How Nazis courted the Islamic world during WWII

Tens of thousands of Muslims fought for the Nazis in World War Two. DW spoke with historian David Motadel about whether pragmatism or anti-Semitism drove Adolf Hitler's overtures and why some Muslim leaders backed him.
 

DW: In your book, "Islam and Nazi Germany's War," you wrote about the policies of the Nazis towards Islamic political entities. What did these policies look like?

David Motadel: At the height of the war in 1941-1942, when German troops entered Muslim-populated territories in the Balkans, North Africa, Crimea, and the Caucasus, and approached the Middle East and Central Asia, Berlin began to see Islam as politically significant. Nazi Germany made significant attempts to promote an alliance with the "Muslim world" against their alleged common enemies — the British Empire, the Soviet Union, America and Jews.

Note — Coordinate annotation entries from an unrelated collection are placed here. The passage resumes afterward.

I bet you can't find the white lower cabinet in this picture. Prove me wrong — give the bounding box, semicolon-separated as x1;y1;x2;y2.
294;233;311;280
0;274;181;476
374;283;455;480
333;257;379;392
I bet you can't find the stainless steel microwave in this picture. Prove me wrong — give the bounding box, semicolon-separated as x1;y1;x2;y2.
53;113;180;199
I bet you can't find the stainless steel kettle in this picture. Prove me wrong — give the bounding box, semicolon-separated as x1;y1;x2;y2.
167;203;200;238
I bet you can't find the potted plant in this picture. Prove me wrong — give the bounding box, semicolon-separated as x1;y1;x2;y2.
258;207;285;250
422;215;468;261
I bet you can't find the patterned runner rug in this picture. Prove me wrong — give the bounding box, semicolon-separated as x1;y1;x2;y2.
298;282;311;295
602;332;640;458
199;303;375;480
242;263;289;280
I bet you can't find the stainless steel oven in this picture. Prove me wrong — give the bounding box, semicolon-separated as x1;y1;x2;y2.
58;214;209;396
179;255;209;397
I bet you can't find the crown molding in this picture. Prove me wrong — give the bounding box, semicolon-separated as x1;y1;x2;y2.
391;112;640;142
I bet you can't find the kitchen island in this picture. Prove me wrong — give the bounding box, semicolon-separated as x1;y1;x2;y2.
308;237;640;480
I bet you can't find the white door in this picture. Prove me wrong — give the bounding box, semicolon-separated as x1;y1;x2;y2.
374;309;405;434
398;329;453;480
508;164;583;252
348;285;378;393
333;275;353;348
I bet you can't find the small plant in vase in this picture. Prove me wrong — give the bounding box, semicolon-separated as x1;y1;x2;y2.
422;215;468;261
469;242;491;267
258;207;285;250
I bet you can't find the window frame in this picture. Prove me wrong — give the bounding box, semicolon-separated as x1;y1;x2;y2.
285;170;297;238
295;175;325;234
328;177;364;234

In the war zones, Germany engaged with a wide range of religious policies and propaganda to promote the Nazi regime as the patron of Islam. As early as 1941, the Wehrmacht distributed the military handbook "Islam" to train its soldiers to behave correctly towards Muslim populations. On the eastern Front, the Nazi occupiers ordered the rebuilding of mosques, prayer halls, and madrasas — previously destroyed by Moscow — and the re-establishment of religious rituals and celebrations in order to undermine Soviet rule.